6-Hydroxydopa

Clinical data
- Other names: 6-OH-DOPA; 6-OHDOPA
- Drug class: Catecholaminergic neurotoxin

Identifiers
- IUPAC name (2S)-2-amino-3-(2,4,5-trihydroxyphenyl)propanoic acid;
- CAS Number: 27244-64-0;
- PubChem CID: 33755;
- ChemSpider: 31117;
- UNII: 580PK2O48O;
- ChEBI: CHEBI:72753;
- ChEMBL: ChEMBL1256516;

Chemical and physical data
- Formula: C_{9}H_{11}NO_{5}
- Molar mass: 213.189 g·mol^{−1}
- 3D model (JSmol): Interactive image;
- SMILES C1=C(C(=CC(=C1O)O)O)C[C@@H](C(=O)O)N;
- InChI InChI=1S/C9H11NO5/c10-5(9(14)15)1-4-2-7(12)8(13)3-6(4)11/h2-3,5,11-13H,1,10H2,(H,14,15)/t5-/m0/s1; Key:YLKRUSPZOTYMAT-YFKPBYRVSA-N;

= 6-Hydroxydopa =

Catecholaminergic neurotoxin

6-Hydroxydopa (6-OH-DOPA; 6-OHDOPA) is a catecholaminergic neurotoxin that damages noradrenergic and dopaminergic neurons and is used in scientific research.
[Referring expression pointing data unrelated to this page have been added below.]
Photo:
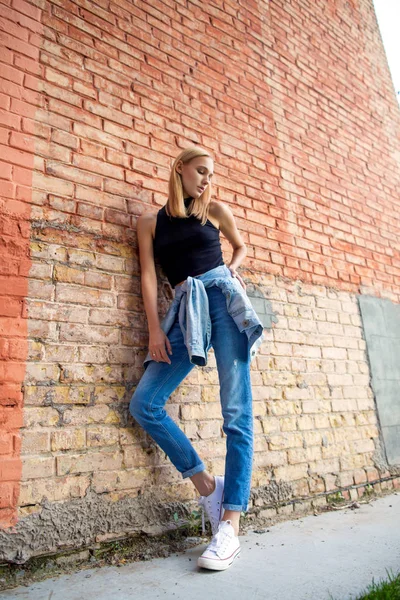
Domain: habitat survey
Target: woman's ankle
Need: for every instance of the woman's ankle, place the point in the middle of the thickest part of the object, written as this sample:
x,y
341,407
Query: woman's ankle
x,y
204,483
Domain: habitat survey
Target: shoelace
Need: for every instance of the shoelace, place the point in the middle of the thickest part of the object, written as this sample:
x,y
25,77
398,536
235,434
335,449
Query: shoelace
x,y
220,539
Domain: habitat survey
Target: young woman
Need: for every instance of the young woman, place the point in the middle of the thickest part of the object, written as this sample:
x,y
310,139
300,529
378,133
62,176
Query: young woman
x,y
210,309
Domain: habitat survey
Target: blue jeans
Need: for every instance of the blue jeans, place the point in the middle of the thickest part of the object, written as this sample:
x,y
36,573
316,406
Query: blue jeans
x,y
231,349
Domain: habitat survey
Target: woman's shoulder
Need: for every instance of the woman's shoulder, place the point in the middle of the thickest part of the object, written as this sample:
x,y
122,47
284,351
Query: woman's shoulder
x,y
148,222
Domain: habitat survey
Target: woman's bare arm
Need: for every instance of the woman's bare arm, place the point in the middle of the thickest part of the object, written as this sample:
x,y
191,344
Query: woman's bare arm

It is a precursor and prodrug of 6-hydroxydopamine (6-OHDA). The drug is a derivative of levodopa (L-DOPA). It has certain advantages over 6-OHDA, such as the ability to cross the blood–brain barrier into the central nervous system and hence the ability to be administered systemically rather than directly into the brain. 6-OH-DOPA was first described in the scientific literature by 1969.